For the record

Weapons of Mass Creation

Pan Pantoja, Joe Atack, Aric Shapiro and Steven Sperber are Weapons of Mass Creation.

Pan Pantoja, Joe Atack, Aric Shapiro and Steven Sperber are Weapons of Mass Creation.


Weapons of Mass Creation plays an album release show at the Saint, 761 S. Virginia St., 9 p.m., April 15. Tickets are available at, $15.

Weapons of Mass Creation has an experimental sound—a layering of hip-hop beats over rock compositions and lyrics, heavy on social justice messages, delivered in alternating streams of slam poetry and singing.

Since the release of its debut album in 2012, the band has been pushing the concept of art rock beyond the musical medium of sound and silence.

“We’re Weapons of Mass Creation,” said bassist and vocalist Aric Shapiro. “We paint. We make sculptures. We make videos. We direct plays. We’ll fucking make a mural, write a song, do a poem, do performance art. We make films. … It’s just what we do.”

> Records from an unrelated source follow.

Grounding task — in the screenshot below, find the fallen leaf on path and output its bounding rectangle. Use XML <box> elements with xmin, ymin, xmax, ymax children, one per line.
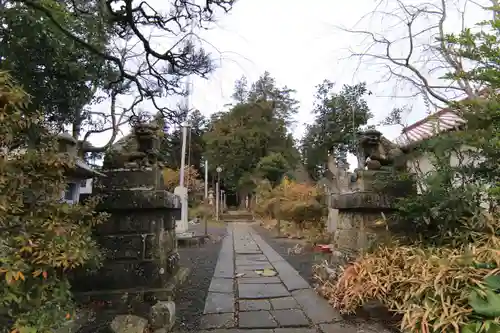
<box><xmin>254</xmin><ymin>268</ymin><xmax>278</xmax><ymax>277</ymax></box>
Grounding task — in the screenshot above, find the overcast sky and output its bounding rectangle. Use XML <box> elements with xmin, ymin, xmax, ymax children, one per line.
<box><xmin>92</xmin><ymin>0</ymin><xmax>484</xmax><ymax>169</ymax></box>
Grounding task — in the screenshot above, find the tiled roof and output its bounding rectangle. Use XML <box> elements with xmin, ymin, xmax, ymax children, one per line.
<box><xmin>394</xmin><ymin>108</ymin><xmax>466</xmax><ymax>147</ymax></box>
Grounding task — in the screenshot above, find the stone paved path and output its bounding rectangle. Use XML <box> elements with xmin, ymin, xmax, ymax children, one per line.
<box><xmin>196</xmin><ymin>223</ymin><xmax>390</xmax><ymax>333</ymax></box>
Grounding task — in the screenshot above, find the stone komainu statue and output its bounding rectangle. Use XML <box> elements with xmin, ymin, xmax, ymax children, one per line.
<box><xmin>359</xmin><ymin>129</ymin><xmax>406</xmax><ymax>171</ymax></box>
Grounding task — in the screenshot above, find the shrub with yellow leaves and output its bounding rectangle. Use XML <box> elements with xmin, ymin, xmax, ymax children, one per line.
<box><xmin>255</xmin><ymin>177</ymin><xmax>326</xmax><ymax>228</ymax></box>
<box><xmin>329</xmin><ymin>216</ymin><xmax>500</xmax><ymax>333</ymax></box>
<box><xmin>0</xmin><ymin>72</ymin><xmax>105</xmax><ymax>333</ymax></box>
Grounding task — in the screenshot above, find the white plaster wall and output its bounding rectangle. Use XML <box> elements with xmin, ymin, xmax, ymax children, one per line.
<box><xmin>80</xmin><ymin>178</ymin><xmax>92</xmax><ymax>194</ymax></box>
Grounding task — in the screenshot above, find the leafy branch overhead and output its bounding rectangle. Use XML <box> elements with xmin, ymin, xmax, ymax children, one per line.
<box><xmin>302</xmin><ymin>81</ymin><xmax>372</xmax><ymax>179</ymax></box>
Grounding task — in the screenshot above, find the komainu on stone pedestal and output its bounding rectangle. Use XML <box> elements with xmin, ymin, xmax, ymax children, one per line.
<box><xmin>329</xmin><ymin>130</ymin><xmax>414</xmax><ymax>252</ymax></box>
<box><xmin>72</xmin><ymin>120</ymin><xmax>187</xmax><ymax>331</ymax></box>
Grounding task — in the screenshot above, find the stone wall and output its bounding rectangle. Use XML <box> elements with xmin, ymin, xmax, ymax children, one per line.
<box><xmin>330</xmin><ymin>192</ymin><xmax>391</xmax><ymax>251</ymax></box>
<box><xmin>328</xmin><ymin>170</ymin><xmax>413</xmax><ymax>252</ymax></box>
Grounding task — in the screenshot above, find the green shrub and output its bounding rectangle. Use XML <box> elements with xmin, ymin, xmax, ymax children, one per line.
<box><xmin>0</xmin><ymin>72</ymin><xmax>105</xmax><ymax>333</ymax></box>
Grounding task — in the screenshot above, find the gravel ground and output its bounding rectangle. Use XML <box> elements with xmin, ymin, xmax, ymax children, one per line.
<box><xmin>253</xmin><ymin>223</ymin><xmax>317</xmax><ymax>285</ymax></box>
<box><xmin>174</xmin><ymin>224</ymin><xmax>226</xmax><ymax>332</ymax></box>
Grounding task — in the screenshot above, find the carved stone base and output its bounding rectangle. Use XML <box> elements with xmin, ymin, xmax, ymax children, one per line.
<box><xmin>65</xmin><ymin>267</ymin><xmax>189</xmax><ymax>333</ymax></box>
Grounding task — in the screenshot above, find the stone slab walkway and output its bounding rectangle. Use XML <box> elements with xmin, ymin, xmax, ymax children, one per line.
<box><xmin>197</xmin><ymin>223</ymin><xmax>379</xmax><ymax>333</ymax></box>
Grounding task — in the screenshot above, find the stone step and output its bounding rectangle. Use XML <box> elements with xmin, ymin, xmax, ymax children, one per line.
<box><xmin>221</xmin><ymin>213</ymin><xmax>254</xmax><ymax>222</ymax></box>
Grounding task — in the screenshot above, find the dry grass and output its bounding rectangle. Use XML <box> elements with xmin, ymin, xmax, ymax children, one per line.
<box><xmin>315</xmin><ymin>214</ymin><xmax>500</xmax><ymax>333</ymax></box>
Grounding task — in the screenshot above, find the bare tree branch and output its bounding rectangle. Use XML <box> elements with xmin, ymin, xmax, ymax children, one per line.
<box><xmin>339</xmin><ymin>0</ymin><xmax>488</xmax><ymax>107</ymax></box>
<box><xmin>13</xmin><ymin>0</ymin><xmax>234</xmax><ymax>118</ymax></box>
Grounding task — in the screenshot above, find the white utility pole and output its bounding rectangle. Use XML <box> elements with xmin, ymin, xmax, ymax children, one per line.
<box><xmin>205</xmin><ymin>160</ymin><xmax>208</xmax><ymax>200</ymax></box>
<box><xmin>215</xmin><ymin>167</ymin><xmax>222</xmax><ymax>221</ymax></box>
<box><xmin>174</xmin><ymin>122</ymin><xmax>189</xmax><ymax>237</ymax></box>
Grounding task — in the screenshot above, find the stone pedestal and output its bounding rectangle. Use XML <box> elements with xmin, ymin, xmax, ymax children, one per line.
<box><xmin>72</xmin><ymin>166</ymin><xmax>187</xmax><ymax>330</ymax></box>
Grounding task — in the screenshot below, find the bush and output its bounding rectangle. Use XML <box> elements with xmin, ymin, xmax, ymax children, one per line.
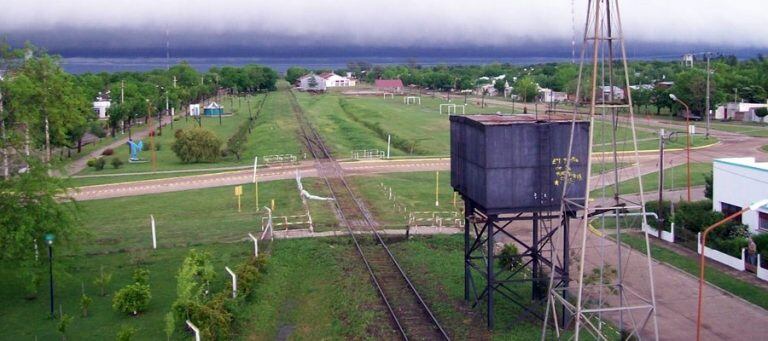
<box><xmin>93</xmin><ymin>157</ymin><xmax>107</xmax><ymax>170</ymax></box>
<box><xmin>110</xmin><ymin>157</ymin><xmax>123</xmax><ymax>169</ymax></box>
<box><xmin>93</xmin><ymin>266</ymin><xmax>112</xmax><ymax>296</ymax></box>
<box><xmin>171</xmin><ymin>128</ymin><xmax>221</xmax><ymax>163</ymax></box>
<box><xmin>112</xmin><ymin>283</ymin><xmax>152</xmax><ymax>315</ymax></box>
<box><xmin>80</xmin><ymin>294</ymin><xmax>93</xmax><ymax>317</ymax></box>
<box><xmin>115</xmin><ymin>325</ymin><xmax>136</xmax><ymax>341</ymax></box>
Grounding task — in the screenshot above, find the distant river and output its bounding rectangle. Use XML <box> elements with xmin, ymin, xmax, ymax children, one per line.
<box><xmin>62</xmin><ymin>57</ymin><xmax>570</xmax><ymax>74</ymax></box>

The four-piece band includes members of Reno Art Works, the Potentialist Workshop and Good Luck Macbeth Theatre Company. In the last several years, Shapiro estimates they’ve collectively taken part in the creation of somewhere around 15 large sculptures, 20 murals, 50 plays and six movies, among other things.

It’s little wonder that putting together their new album, Generation WE, has been a challenge for the time-strapped band mates. But their busy schedules were only part of the equation.

“It was a labor of love getting this album done,” said guitarist and vocalist Joe Atack. “It’s like somebody cursed the album to not be ready until it was time.”

Work on Generation WE began about four years ago. A series of setbacks started shortly thereafter when the band’s former drummer quit out of the blue. After that, the recording studio handling the record had a meltdown. Atack was in a car accident. And a close friend of the group died.

“Crazy stuff, constantly—divorces, deaths,” said Atack.

“And births, too,” said drummer Steven Sperber. “I had a child. [Vocalist Pan Pantoja] had a child during the recording of it—so not all bad.”

And the delays, it seems, have not diminished the scope of the project.

“Whereas our first album was a very social justice-oriented album—this album has that in it, too—but to a lesser extent,” Atack said. “It has a lot more personal storytelling.”

“We talk about mortality a lot, and we talk about an afterlife, and we talk about, you know, what it is to be a decent human, I guess,” said Pantoja. “And it’s done through different stories and fables.”

It’s also done through different media. In the lead-up to their April 15 album release at the Saint, the guys have called upon the help of around 20 artists.

“It’s trying to, where we can, blend some art forms—so painting, video, dance,” said Atack.

“There’s an animatronic head involved,” Pantoja added.

“And various audiovisual components, costuming,” Shapiro said.

The goal, Atack explained, is to “bring all of those things cohesively together in some way. And sometimes not cohesively, like jarringly together. And we want … the audience to be able to participate in some of that too—to make some of that interactive.”

They want to keep the show’s interdisciplinary details a secret, but they did say that Generation WE is a lengthy album with 20 tracks. And the band is only releasing the second half.

“I know that sounds weird,” Atack said. “The plan is that, down the road, when we release the first half, we will then play the entire Generation WE—from beginning to end, all 20 songs.” That should be about six months down the road.